Онлайн книга «Нравственные письма к Луцилию»

Cтраница 136

Поучающие и советующие письма писали еще Платон и Сократ, однако именно для эллинистической философии письмо стало важнейшим жанром. Мы знаем о существовании писем киника Кратета; однако истинным классиком этого жанра был Эпикур.
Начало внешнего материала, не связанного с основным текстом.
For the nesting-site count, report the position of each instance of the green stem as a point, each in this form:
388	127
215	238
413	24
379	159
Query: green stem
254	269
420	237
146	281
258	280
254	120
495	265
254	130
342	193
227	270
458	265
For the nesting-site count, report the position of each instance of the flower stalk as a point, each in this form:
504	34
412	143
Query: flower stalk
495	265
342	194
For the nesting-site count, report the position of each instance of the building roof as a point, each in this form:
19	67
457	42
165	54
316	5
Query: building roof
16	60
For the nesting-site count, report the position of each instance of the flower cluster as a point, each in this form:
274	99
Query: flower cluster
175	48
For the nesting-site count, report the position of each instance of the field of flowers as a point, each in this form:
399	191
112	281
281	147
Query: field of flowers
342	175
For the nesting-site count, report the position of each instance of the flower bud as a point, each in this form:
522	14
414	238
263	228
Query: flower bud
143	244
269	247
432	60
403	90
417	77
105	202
Правда, мы не можем судить, были ли письма Эпикура, адресованные его ученикам, предназначены самим автором для распространения и публикации, но, как бы то ни было, эти письма были «литературным фактом» – и именно с той функцией, о которой – применительно к другой эпохе – говорил Ю. Тынянов: письмо становится жанром литературы, когда нужно подчеркнуть неофициальность, интимность высказывания в противовес закрепленным в литературе высоким жанрам [538]. После Эпикура «философические письма» писали его ученики, из стоиков наверняка – Панэтий и Посидоний. Все эти письма утрачены, и судить о степени их влияния на Сенеку невозможно. Но одно можно сказать твердо: за «Письмами к Луцилию» стоит большая литературная традиция, и Сенека, обращаясь к другу, в то же время вполне осознанно создавал литературное произведение.
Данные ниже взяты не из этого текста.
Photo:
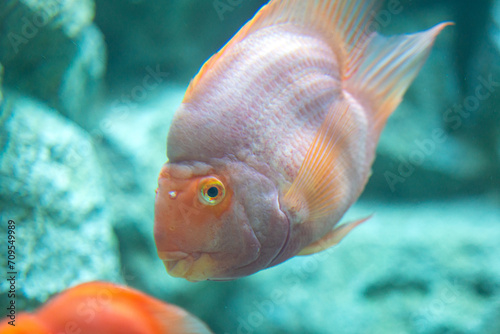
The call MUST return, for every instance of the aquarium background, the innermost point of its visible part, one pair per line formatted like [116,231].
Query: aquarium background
[88,90]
Сенека сам разбирает вопрос о том, каким следует быть поучению философа. По его мнению, оно должно быть доступным (без чрезмерных тонкостей), легко запоминающимся (чему немало способствует стихотворный размер), но главное – «поражающим душу». Эмоциональное воздействие – вот главное средство философа-наставника: «Донимай их (слушателей), жми, тесни, отбросив всяческие умозренья, и тонкости, и прочие забавы бесполезного умствования. Говори против алчности, говори против роскоши, а когда покажется, что польза есть, что души слушателей затронуты, наседай еще сильнее» (п. CVIII, 12).

Но античность обладала уже богатым запасом приемов такого воздействия. Его накопила риторика. Античные теоретики даже выделяли «симбулевтический» («убеждающий») род ораторской прозы. Само собой понятно, что и в своих письмах, которые относятся к убеждающему роду, Сенека, прошедший хорошую школу риторики, увлеченный ею как таковой (вспомним хотя бы письма С, CXIV), воспользовался всеми выработанными ею средствами воздействия. Из них Сенека предпочитает, пожалуй, два: антитезу и «метаболу» – смену тона. Эффектные противопоставления то и дело подчеркивают контрастность мира, несоответствие его реальности той норме, которая проповедуется. А метабола – изящный переход от живо изображенного «примера» к эмфатической морализующей декламации по его поводу, от иронии к негодованию, от рассказа к поучению – не позволяет читателю пресытиться повторениями, многократными подходами к одному выводу, воздействует на чувство, – чего и искал Сенека. При этом, несмотря на богатство интонаций, в своем слоге Сенека отдает дань риторической моде на короткие, «рубленые» фразы [539], что, впрочем, не только создает единство стиля, но служит и более важным целям.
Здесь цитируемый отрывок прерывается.